Wie zufrieden bist Du insgesamt bislang mit Deinen Leistungen in dieser Saison?
Zu Saisonbeginn lief es für mich nicht ganz so gut. Die Formkurve ging aber stetig nach oben. Der eine oder andere Treffer sowie die eine oder andere Torvorlage hätten es noch mehr sein können. Das soll und wird von mir aber noch kommen. Dafür wurde ich auch geholt. Grundsätzlich bin ich vor allem deshalb zufrieden, weil wir erfolgreichen Fußball spielen. Daran wollen wir jetzt anknüpfen.
Welche Erwartungen hast Du persönlich an Dich gestellt und wie sieht es in Sachen Vertragsverlängerung aus?
Ich fühle mich bei RWE wohl, habe den Wunsch, langfristig an der Hafenstraße zu bleiben.
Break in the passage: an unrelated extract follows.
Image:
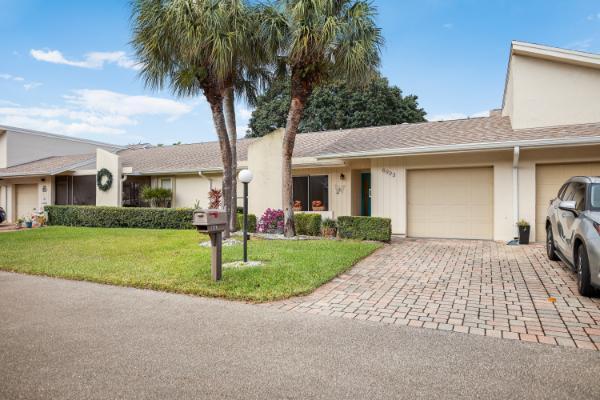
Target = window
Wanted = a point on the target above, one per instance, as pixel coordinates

Rot-Weiss Essen ist ein Verein, den ich in mein Herz geschlossen habe. Ich würde mich riesig freuen, wenn es für mich bei RWE weitergeht.
Zum Abschluss zurück zum Duell mit dem BVB: Warum wird es kein Unentschieden wie im Hinspiel geben?
Weil wir auf Sieg spielen. (lacht) Ich wäre mit einem Unentschieden auch nicht zufrieden.